As 21WIRE reported recently, the United States’ war in Afghanistan is going nowhere. President Trump’s announcement of a ‘troop surge’ in Afghanistan has drawn sharp criticism from his most ardent support base – and good reason. After 16 years of occupation in Central Asia, operations in Afghanistan are as corrupt as ever.
Meanwhile, the Taliban continue appear to be growing in strength, and ISIS has also been allowed to expand in the country.
According to the Taliban’s alleged new leader, the extremist group now has control of over half the country.
After the death of Mullah Omar in 2013, Mullah Haibatullah Akhundzada (pictured above), was named leader of the Afghan Taliban in 2016. He was one of Mullah Akhtar Mansour, deputies alongside Sirajuddin Haqqani, leader of the ISI-linked and CIA-linked Haqqani Network based out of eastern Afghanistan.
What’s never mentioned in any of these official releases is Afghanistan’s illegal poppy export business – which is fueling a global heroin trade that’s tearing families and communities apart, especially in the US. It’s no coincidence that since NATO’s invasion and occupation of Afghanistan, cultivated poppy exports have skyrocketed under the careful stewardship of the CIA.
Beyond the lucrative narcotic trade, there’s the bigger issue of Afghanistan’s vast resource, mineral and rare earth reserves that western corporations have designs on over the next 100 years.
All of these factors will all but guarantee the presence of ‘extremists’ in the country for the foreseeable future.
Southfront reports…
Taliban leader Mullah Hibatullah Akhundzada in a message on the occasion of Eid Al-Adha announced that the departure of all American and NATO forces from Afghanistan is the only solution to end the war and violence in Afghanistan.
He also denied any Taliban links with terrorist attacks and declared that the Taliban controls more than half of the country.

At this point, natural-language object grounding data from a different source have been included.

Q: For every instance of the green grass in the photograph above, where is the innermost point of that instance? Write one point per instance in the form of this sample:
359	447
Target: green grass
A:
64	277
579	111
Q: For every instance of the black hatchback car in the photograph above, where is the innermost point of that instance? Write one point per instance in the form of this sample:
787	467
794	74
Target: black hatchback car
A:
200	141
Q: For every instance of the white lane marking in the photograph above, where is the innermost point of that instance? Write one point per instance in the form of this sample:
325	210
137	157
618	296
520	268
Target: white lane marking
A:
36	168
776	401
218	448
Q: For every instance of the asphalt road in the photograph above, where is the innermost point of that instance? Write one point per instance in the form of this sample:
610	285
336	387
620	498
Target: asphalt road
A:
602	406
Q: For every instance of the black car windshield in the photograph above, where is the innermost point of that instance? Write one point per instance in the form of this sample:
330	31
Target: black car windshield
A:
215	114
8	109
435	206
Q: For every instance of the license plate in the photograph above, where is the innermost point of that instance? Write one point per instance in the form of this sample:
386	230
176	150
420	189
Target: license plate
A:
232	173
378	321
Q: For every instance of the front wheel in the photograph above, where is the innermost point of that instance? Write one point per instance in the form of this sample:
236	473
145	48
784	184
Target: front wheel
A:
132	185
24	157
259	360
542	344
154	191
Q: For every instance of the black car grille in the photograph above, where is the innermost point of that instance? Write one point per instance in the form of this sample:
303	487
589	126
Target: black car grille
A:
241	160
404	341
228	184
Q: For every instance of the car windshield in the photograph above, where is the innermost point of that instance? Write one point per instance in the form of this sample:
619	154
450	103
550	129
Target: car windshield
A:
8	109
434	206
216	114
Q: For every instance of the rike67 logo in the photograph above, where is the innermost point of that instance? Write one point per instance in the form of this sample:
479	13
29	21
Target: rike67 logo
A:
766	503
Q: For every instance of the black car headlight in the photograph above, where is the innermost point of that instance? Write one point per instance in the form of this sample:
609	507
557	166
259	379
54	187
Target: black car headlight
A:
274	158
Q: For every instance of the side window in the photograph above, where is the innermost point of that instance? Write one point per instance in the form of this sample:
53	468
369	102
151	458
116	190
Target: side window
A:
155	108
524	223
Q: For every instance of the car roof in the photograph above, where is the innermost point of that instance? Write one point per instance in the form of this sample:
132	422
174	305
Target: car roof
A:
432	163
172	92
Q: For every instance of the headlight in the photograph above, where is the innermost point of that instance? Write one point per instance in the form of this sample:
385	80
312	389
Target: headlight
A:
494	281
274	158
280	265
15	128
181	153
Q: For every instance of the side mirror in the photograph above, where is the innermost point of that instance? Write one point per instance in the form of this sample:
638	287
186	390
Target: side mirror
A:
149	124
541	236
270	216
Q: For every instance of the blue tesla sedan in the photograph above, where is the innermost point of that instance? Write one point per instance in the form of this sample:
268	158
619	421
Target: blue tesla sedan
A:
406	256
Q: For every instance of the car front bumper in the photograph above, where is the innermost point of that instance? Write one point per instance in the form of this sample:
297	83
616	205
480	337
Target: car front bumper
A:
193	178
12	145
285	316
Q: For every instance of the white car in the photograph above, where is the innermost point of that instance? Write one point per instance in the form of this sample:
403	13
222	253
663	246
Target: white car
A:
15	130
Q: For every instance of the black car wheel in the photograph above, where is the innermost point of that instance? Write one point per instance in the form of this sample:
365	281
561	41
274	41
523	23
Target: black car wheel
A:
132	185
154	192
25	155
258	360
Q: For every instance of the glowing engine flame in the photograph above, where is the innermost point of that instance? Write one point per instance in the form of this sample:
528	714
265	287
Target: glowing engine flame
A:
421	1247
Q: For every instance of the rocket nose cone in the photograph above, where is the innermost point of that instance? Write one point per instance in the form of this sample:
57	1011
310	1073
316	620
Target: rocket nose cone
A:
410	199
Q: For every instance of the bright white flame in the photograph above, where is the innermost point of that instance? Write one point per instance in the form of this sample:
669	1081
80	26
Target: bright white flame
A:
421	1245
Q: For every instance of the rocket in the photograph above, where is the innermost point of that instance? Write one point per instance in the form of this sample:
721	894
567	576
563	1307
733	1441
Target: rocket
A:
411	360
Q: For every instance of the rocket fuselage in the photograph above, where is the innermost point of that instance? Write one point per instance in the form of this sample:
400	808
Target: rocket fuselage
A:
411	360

However, this claim contradicts to the info provided by the US military.
Gen. John Nicholson, the commander of US and NATO forces in Afghanistan, said that government forces control 62% of the country and the Taliban controls only 10%. The rest of the area is contested, according to the general.
The Pentagon has also confirmed that there are about 11,000 US troops in Afghanistan, including regular troops and special forces. The US is going to send about 4,000 more troops to Afghanistan under the newly declared strategy in the country.
(Translation Provided by SouthFront)
Regardless of the numbers, the Taliban are not going to disappear overnight. But are we meant to believe that all of this is supposed to fixed by a ‘troop surge’?